September 12, 2019 - 13:45 AMT
Tesla tests Model S with an even faster "Plaid" powertrain

Tesla teased a prototype Model S that Elon Musk says can go faster than the “Ludicrous” speed the company’s cars currently achieve. The new powertrain is dubbed “Plaid” and is “about a year away from production,” Musk tweeted Wednesday. (Both names are a reference to the Mel Brooks movie Spaceballs.) The Plaid Model S made its debut at Laguna Seca raceway, where it lapped the famous California road course in just 1 minute and 36 seconds.
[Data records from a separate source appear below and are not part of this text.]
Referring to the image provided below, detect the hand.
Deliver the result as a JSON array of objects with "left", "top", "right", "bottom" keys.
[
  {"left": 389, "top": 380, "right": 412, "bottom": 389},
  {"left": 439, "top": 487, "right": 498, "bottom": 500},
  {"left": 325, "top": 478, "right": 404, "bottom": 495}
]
The new Plaid powertrain, which employs three electric motors instead of two, will be available in the Model S, Model X, and the second-generation Roadster. It won’t be available for the Model 3 or the Model Y, Musk said. It will “cost more than our current offerings, but less than competitors,” he added, a possible reference to the newly-unveiled Porsche Taycan Turbo, which starts at $150,000. (Though the new Roadster starts at $200,000.)
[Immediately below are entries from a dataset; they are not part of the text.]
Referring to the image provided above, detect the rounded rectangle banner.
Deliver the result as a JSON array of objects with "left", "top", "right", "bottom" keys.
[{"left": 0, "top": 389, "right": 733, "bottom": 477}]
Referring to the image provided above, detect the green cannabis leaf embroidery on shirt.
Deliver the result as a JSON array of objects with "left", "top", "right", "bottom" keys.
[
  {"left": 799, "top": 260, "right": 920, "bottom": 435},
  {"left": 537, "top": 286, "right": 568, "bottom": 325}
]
As Tesla pointed out on Twitter, 96 seconds is about one second faster than the “record for a four-door sedan” at Laguna Seca. But this is where things get tricky. A spokesperson for Laguna Seca told CNBC that track officials “were not officiating while the Tesla was testing,” and that “[o]fficial records only happen during sanctioned events where a sanctioning body is officiating.”
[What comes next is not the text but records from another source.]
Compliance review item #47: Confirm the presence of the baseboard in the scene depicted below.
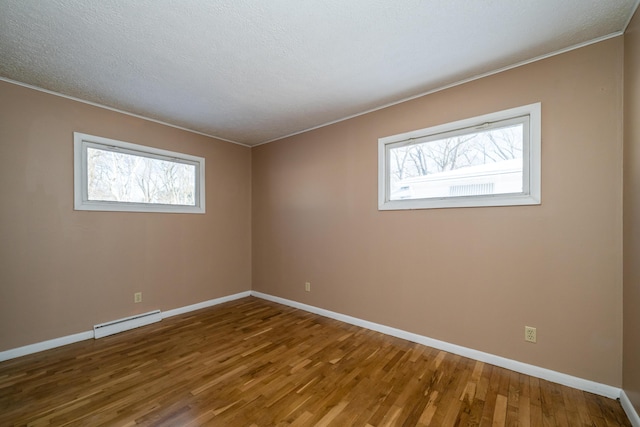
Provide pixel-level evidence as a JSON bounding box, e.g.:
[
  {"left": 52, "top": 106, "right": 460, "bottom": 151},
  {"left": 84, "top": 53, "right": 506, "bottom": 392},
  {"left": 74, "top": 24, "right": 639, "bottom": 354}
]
[
  {"left": 251, "top": 291, "right": 621, "bottom": 399},
  {"left": 0, "top": 331, "right": 95, "bottom": 362},
  {"left": 0, "top": 289, "right": 625, "bottom": 404},
  {"left": 0, "top": 290, "right": 251, "bottom": 363},
  {"left": 162, "top": 291, "right": 251, "bottom": 318},
  {"left": 621, "top": 390, "right": 640, "bottom": 427}
]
To be sure, the Model S lap is nowhere near the fastest Laguna Seca lap. That was officially set by Helio Castroneves in 2000 in a Champ Car, the racecars that briefly existed after Indy Racing League split off from IndyCar (don’t ask). Back then, Castroneves put down a lap time of 1 minute 7 seconds. (The unofficial record, 1 minute 5 seconds, was set in 2012 in a Ferrari F1 car.)